Mit einer knappen Mehrheit von 3:2 Richtern hat der Oberste Gerichtshof Finnlands Päivi Räsänen und den lutherischen Bischof Juhana Pohjola wegen angeblicher „Agitation gegen eine Bevölkerungsgruppe“ (also faktisch wegen „Hassrede“) schuldig gesprochen. Zwei untere Instanzen – das Bezirksgericht Helsinki 2022 und das Berufungsgericht 2023 – hatten die Politikerin und den Bischof zuvor noch einstimmig in allen Anklagepunkten freigesprochen. Doch die links-woke politisierte Staatsanwaltschaft ließ nicht locker, bis sie ihr Exempel statuieren konnte.

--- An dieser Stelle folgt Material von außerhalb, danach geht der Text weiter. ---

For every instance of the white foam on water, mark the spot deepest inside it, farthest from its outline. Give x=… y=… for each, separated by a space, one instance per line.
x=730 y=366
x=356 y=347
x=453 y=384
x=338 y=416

Es geht hierbei nicht um Gewaltaufrufe oder um direkte Diffamierungen. Es geht um eine simple theologische Broschüre aus dem Jahr 2004 zur christlichen Sexualethik (also nicht um jene anderer Religionen, Weltanschauungen oder individueller Ansichten). Im Fokus steht der Satz: „Als Mann und Frau schuf er sie.“ Auch die Klassifizierung von Homosexualität als Normabweichung im biblischen Kontext (und damit die Feststellung, dass eine Homoehe den christlichen Grundsätzen widerspricht) wurde von den Richtern kritisiert.

Die Broschüre wurde zudem veröffentlicht, lange bevor das Antidiskriminierungsgesetz, nach dem Räsänen jetzt verurteilt wurde, überhaupt existierte. Die Strafe für die Politikerin beträgt 20 Tagessätze (rund 1.800 Euro), dem Verlag wurde zudem eine Geldstrafe von 5.000 Euro aufgebrummt. Doch viel schlimmer als die Geldsumme ist die staatlich angeordnete Zensur: Die betreffende Publikation muss aus allen digitalen Archiven gelöscht werden, physische Exemplare sollen vernichtet werden.

Dieser Fall entfaltet jedoch eine gefährliche Signalwirkung für ganz Europa. Er markiert eine rote Linie, die nun überschritten wurde: Klassische religiöse Deutungen geraten unter den Generalverdacht der strafbaren „Herabwürdigung“. Die Begründungslogik der Richter ist dabei ein Frontalangriff auf den Rechtsstaat: Die Schwelle der Strafbarkeit wurde verschoben. Nicht mehr das tatsächliche Verhalten oder der objektive Inhalt einer Aussage wird bewertet, sondern ihre mögliche Wirkung auf definierte Minderheiten-Gruppen („schutzorientierte Sprachbewertung“).

Das führt zu einem massiven strukturellen Problem: Wenn nicht mehr der Text zählt, sondern das, was jemand hineininterpretiert und wie sich jemand dabei fühlt, wird das Recht völlig unscharf. Und Unschärfe im Strafrecht ist nie ein Zufall, sondern immer ein Machtfaktor – insbesondere für linke Gesinnungswächter. Der Staat (oder auch einfach jeder Richter) kann sich nun einfach aussuchen, was er als „verletzend“ definiert und was nicht. Wobei man davon ausgehen darf, dass die Moslems weiterhin die Steinigung von Homosexuellen fordern dürfen, weil sie ja basierend auf der Woke-Ideologie selbst einer Minderheit angehören.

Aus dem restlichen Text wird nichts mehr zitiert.